The
Door in the Floor and
Home at the End of the World
(2 films)
Reviewed by
Carla Freccero
Broadcast
8/17/04 and 8/18/04
The
Door in the Floor, directed by Tod Williams, and A Home
at the End of the World, directed by Michael Mayer, tell a complex
psychological story about the unusual relationship among three
people. Both are films based on books, The Door in the Floor
on a novel by John Irving called A Widow for One Year and A
Home at the End of the World on a novel by Michael Cunningham,
who also wrote The Hours. Both films are about kinds of alternative
family, their dysfunction and their rich and loving motivations.
The Door in the Floor has Jeff Bridges and Kim Basinger in leading
roles, with Jon Foster as the third element introduced into
their dying ménage. The Coles, Ted and Marion, are on
the rocks after the untimely deaths of their two sons. Ted is
an author of children's books, while Marion, who doesn't seem
to have a profession, is slowly drifting in a depression that
seems to have no end in sight. Ted hires a high school student
from Exeter who wants to be a writer to be his apprentice (to
drive for him because he lost his license, actually) and to
give his wife some company. The boy, Eddie, resembles one of
the dead sons. Predictably, but also exquisitely, the boy develops
a heartrending, comic, and exquisitely youthful crush on Marion.

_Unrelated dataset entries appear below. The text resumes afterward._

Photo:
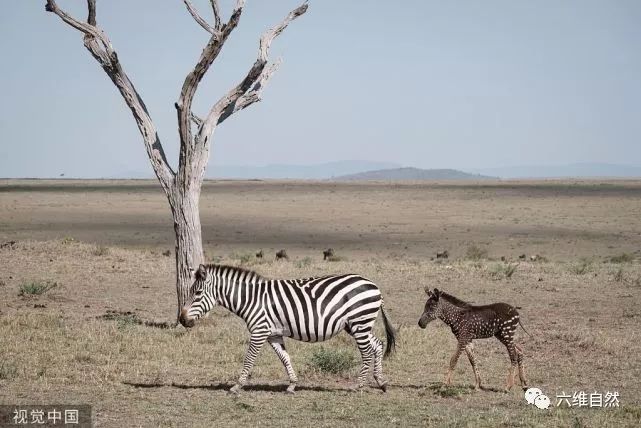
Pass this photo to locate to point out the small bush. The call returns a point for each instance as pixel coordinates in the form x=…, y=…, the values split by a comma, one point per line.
x=100, y=251
x=7, y=370
x=474, y=252
x=622, y=258
x=618, y=275
x=332, y=360
x=304, y=262
x=449, y=391
x=582, y=267
x=500, y=271
x=36, y=288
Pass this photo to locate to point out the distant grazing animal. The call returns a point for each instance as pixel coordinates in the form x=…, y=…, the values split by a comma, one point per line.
x=310, y=310
x=443, y=255
x=469, y=322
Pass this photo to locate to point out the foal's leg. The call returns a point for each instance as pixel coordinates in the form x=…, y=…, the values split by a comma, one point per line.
x=519, y=359
x=278, y=344
x=459, y=349
x=469, y=350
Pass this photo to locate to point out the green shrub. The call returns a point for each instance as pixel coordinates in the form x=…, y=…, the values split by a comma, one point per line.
x=333, y=361
x=36, y=288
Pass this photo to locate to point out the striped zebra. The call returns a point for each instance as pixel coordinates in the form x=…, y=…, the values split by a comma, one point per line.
x=310, y=310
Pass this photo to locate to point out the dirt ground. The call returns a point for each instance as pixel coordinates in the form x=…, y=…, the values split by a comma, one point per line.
x=100, y=246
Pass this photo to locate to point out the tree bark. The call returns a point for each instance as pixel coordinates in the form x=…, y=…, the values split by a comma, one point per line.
x=189, y=248
x=183, y=187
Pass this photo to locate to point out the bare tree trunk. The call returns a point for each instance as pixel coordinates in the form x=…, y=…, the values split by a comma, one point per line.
x=183, y=187
x=189, y=247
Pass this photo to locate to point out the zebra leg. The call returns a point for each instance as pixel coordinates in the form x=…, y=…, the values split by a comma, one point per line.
x=469, y=350
x=363, y=341
x=519, y=360
x=278, y=344
x=256, y=341
x=377, y=347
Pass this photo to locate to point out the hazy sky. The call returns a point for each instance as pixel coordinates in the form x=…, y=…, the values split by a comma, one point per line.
x=461, y=84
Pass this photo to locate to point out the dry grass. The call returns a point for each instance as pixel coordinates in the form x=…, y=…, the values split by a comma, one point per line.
x=134, y=374
x=91, y=339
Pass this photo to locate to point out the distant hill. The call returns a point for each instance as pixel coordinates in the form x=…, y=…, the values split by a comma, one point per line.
x=575, y=170
x=282, y=171
x=412, y=174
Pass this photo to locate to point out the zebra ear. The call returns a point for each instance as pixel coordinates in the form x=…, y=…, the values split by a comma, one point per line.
x=201, y=273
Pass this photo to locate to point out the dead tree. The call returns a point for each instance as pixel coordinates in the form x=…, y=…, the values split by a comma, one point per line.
x=182, y=187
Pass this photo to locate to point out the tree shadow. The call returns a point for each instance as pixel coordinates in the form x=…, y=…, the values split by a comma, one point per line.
x=226, y=386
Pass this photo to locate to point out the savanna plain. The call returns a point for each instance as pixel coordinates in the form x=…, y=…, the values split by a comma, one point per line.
x=87, y=299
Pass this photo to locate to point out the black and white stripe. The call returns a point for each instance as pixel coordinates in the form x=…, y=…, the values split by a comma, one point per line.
x=310, y=310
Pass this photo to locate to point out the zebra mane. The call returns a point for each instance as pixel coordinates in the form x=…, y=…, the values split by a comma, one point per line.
x=217, y=269
x=454, y=300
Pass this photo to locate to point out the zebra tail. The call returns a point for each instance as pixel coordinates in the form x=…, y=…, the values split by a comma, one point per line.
x=528, y=333
x=389, y=333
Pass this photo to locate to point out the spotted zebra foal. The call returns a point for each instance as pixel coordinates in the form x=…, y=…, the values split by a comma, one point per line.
x=310, y=310
x=469, y=322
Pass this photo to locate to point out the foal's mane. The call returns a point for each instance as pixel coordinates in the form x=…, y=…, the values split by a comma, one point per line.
x=454, y=300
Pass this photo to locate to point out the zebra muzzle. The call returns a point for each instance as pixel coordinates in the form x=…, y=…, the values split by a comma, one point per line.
x=185, y=320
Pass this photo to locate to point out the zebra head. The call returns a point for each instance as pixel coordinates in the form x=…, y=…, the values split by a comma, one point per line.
x=200, y=299
x=430, y=313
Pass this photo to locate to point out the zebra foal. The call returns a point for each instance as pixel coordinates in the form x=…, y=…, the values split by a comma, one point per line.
x=310, y=310
x=469, y=322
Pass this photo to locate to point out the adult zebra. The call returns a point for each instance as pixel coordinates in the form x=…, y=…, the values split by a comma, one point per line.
x=311, y=310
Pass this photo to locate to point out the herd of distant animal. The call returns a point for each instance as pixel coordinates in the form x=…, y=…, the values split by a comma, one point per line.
x=316, y=309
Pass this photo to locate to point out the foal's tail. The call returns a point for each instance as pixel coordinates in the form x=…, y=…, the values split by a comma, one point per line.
x=389, y=333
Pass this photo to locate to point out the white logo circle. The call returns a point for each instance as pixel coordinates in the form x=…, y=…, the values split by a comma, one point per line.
x=531, y=394
x=542, y=401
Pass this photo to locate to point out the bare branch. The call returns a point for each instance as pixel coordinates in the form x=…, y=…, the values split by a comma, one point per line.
x=98, y=44
x=216, y=8
x=197, y=120
x=249, y=90
x=199, y=19
x=189, y=167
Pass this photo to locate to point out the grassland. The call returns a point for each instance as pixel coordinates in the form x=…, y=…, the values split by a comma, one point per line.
x=84, y=340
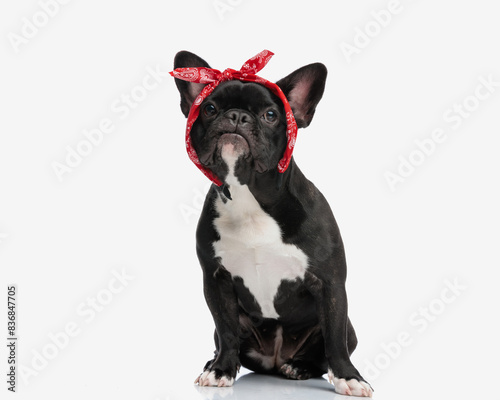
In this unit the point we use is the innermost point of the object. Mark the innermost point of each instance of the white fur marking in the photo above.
(251, 244)
(208, 378)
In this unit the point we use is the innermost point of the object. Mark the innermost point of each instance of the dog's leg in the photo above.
(223, 304)
(331, 303)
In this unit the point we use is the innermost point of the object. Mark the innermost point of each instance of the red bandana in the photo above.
(212, 78)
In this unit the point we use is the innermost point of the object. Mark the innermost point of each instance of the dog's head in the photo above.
(242, 125)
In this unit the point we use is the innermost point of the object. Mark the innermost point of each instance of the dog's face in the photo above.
(245, 123)
(240, 121)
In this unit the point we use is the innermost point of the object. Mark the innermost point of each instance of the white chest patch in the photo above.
(251, 246)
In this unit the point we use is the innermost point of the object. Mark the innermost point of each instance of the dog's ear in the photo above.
(304, 89)
(188, 90)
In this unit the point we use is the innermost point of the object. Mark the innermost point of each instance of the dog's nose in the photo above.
(238, 117)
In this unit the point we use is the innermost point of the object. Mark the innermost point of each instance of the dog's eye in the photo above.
(270, 116)
(209, 110)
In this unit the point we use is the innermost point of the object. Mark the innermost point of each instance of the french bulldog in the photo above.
(273, 261)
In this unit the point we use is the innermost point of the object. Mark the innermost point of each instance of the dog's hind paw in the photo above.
(291, 371)
(211, 378)
(352, 387)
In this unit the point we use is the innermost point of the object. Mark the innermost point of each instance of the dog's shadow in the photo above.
(263, 387)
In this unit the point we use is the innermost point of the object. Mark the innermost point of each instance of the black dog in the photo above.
(272, 256)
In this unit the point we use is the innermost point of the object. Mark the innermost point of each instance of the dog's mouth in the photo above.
(233, 145)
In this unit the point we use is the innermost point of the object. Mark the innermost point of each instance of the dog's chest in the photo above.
(251, 247)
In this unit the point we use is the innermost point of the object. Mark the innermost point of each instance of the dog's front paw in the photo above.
(351, 387)
(214, 378)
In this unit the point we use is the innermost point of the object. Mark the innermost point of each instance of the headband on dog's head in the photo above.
(212, 77)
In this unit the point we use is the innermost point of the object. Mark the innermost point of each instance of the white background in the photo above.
(132, 203)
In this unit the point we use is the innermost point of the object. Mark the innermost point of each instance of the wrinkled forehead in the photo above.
(244, 95)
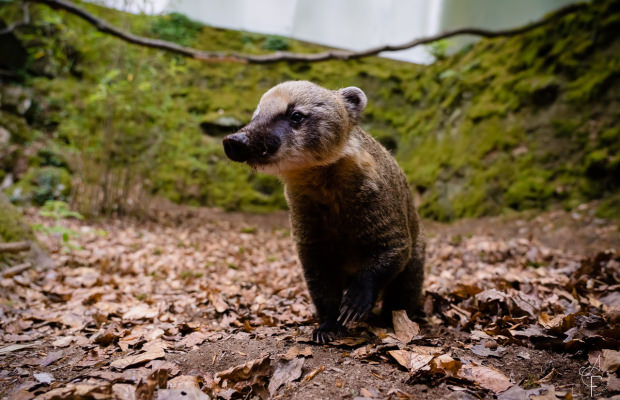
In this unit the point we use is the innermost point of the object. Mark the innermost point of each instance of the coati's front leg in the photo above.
(361, 294)
(324, 279)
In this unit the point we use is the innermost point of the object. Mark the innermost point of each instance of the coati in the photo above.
(352, 214)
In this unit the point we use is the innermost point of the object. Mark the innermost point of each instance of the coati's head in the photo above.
(297, 125)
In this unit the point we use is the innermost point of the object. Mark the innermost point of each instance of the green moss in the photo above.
(42, 184)
(531, 190)
(610, 207)
(12, 226)
(509, 123)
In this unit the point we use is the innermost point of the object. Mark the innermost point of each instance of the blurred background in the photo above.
(481, 127)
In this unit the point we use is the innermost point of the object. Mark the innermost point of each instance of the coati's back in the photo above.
(352, 213)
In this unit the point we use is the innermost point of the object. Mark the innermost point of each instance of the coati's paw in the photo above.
(356, 302)
(327, 332)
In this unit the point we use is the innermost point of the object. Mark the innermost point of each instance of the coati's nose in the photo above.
(237, 147)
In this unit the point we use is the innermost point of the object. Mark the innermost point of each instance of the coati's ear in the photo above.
(354, 99)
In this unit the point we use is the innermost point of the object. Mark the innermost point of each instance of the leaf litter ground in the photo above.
(196, 303)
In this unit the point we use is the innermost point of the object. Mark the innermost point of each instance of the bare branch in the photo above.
(15, 270)
(14, 247)
(209, 56)
(25, 21)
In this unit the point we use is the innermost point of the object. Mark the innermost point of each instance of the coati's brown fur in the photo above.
(352, 214)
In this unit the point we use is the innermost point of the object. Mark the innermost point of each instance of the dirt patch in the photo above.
(183, 296)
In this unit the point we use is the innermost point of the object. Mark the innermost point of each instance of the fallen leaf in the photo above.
(153, 353)
(488, 378)
(446, 365)
(63, 341)
(312, 374)
(481, 350)
(51, 358)
(257, 367)
(610, 360)
(44, 377)
(286, 371)
(16, 347)
(123, 391)
(141, 311)
(295, 352)
(410, 360)
(404, 328)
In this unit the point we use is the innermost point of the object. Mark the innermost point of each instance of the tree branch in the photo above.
(210, 56)
(25, 21)
(14, 247)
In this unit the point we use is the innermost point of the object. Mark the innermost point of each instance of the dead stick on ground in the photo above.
(214, 56)
(16, 270)
(14, 247)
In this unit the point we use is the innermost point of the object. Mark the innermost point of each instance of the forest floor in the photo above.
(191, 303)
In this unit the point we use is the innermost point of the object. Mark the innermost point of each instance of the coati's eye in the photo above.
(296, 117)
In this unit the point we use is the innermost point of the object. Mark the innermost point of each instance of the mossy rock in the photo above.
(42, 184)
(12, 226)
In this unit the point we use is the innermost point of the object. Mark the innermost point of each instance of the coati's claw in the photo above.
(355, 305)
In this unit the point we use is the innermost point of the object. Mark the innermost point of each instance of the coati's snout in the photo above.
(249, 146)
(237, 147)
(297, 125)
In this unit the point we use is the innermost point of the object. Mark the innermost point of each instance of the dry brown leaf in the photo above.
(404, 328)
(610, 360)
(151, 354)
(488, 378)
(410, 360)
(242, 372)
(140, 311)
(63, 341)
(349, 341)
(313, 373)
(295, 351)
(193, 339)
(123, 391)
(286, 371)
(446, 365)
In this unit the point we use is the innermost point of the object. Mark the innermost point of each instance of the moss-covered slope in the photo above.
(515, 123)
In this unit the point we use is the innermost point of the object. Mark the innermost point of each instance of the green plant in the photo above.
(276, 43)
(58, 210)
(176, 27)
(439, 49)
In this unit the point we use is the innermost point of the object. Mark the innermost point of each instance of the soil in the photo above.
(341, 374)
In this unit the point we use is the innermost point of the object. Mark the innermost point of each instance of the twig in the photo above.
(16, 270)
(210, 56)
(14, 247)
(25, 21)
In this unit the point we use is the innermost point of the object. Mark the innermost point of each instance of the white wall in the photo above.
(353, 24)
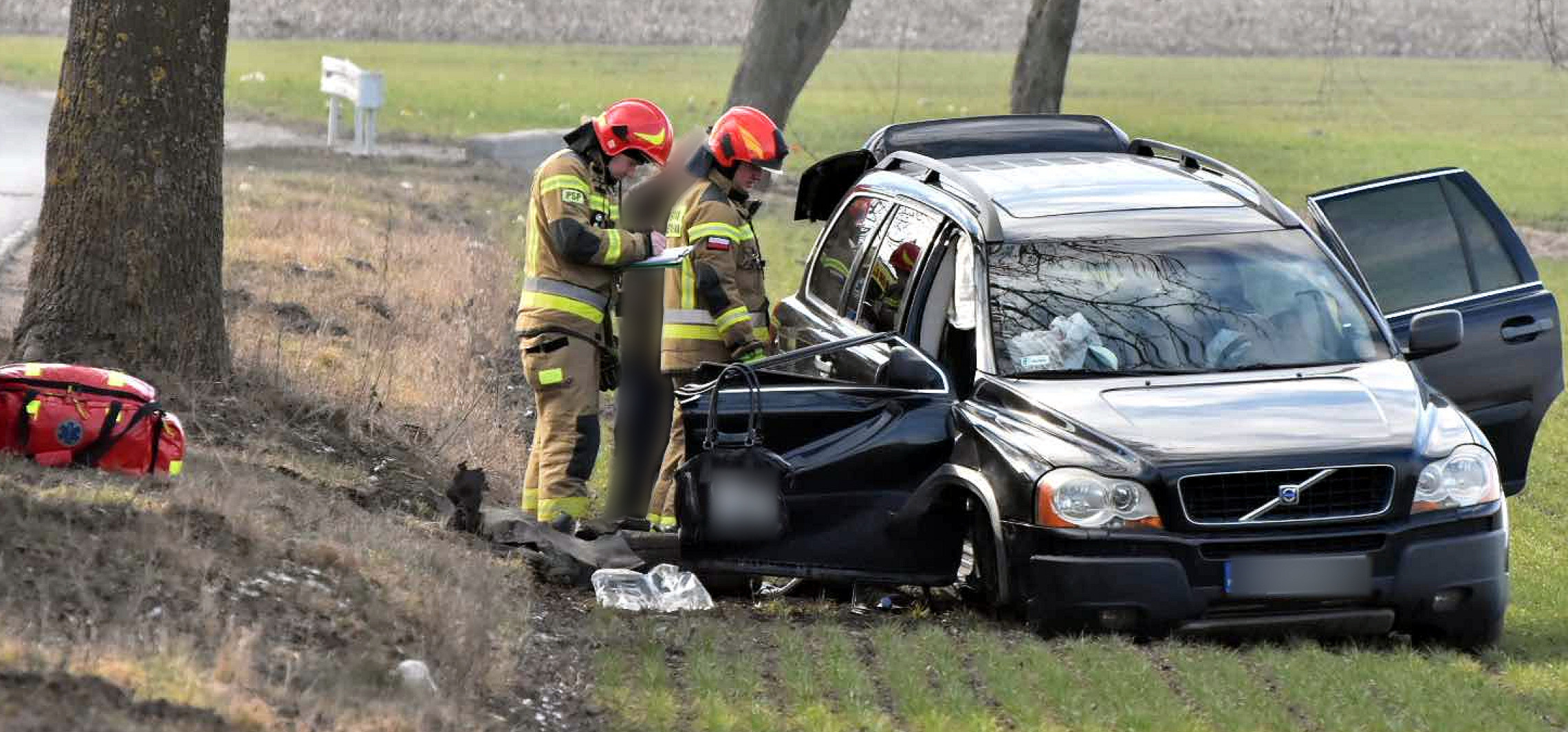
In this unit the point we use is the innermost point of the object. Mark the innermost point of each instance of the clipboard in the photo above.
(668, 257)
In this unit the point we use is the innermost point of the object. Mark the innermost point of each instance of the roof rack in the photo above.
(1197, 162)
(935, 171)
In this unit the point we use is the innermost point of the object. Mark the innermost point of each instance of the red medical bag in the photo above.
(60, 414)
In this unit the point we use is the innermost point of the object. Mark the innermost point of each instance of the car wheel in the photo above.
(1471, 637)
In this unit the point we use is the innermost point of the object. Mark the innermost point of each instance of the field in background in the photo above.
(1297, 125)
(1144, 27)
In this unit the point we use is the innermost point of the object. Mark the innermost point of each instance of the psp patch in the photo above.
(69, 433)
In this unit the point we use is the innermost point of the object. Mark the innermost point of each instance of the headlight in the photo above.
(1465, 479)
(1073, 497)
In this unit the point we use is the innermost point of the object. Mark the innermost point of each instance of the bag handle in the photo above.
(753, 391)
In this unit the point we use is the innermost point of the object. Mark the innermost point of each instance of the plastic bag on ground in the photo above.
(664, 588)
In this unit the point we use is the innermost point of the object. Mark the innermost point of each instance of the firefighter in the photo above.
(571, 251)
(715, 308)
(643, 396)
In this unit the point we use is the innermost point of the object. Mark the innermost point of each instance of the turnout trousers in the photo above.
(565, 376)
(662, 507)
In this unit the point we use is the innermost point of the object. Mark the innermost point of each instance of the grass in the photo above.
(1296, 125)
(297, 560)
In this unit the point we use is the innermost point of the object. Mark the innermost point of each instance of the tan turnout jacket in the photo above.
(715, 306)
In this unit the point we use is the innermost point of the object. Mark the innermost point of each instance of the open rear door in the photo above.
(825, 184)
(858, 451)
(1435, 240)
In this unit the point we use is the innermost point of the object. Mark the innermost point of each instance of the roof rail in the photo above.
(935, 171)
(1195, 162)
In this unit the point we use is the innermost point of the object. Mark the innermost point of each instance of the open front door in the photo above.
(858, 451)
(1437, 240)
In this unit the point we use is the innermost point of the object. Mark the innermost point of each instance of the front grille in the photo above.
(1318, 544)
(1357, 491)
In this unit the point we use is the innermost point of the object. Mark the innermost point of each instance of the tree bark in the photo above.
(783, 46)
(1042, 68)
(129, 262)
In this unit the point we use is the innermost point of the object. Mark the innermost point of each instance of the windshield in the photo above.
(1183, 305)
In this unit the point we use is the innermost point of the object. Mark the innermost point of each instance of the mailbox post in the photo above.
(340, 80)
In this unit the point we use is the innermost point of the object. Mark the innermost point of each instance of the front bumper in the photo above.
(1081, 579)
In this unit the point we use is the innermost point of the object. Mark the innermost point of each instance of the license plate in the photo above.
(1331, 576)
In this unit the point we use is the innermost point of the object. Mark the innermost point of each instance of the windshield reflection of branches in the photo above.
(1153, 309)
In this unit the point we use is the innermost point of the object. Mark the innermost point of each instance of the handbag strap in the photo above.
(753, 416)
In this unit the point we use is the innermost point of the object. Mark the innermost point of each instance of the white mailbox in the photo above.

The affair is anything but comic, including some of the steamiest
sex scenes I've had the pleasure to watch in a while. The story
Ted is working on, The Door in the Floor, both tells the story
of Marion's anguish and is itself a fabulous allegory for a
boy's Oedipal dilemma. The child protagonist who lives alone
and fulfilled with his mother faces the awful and yet completely
compelling forbidden space represented by that door in the floor.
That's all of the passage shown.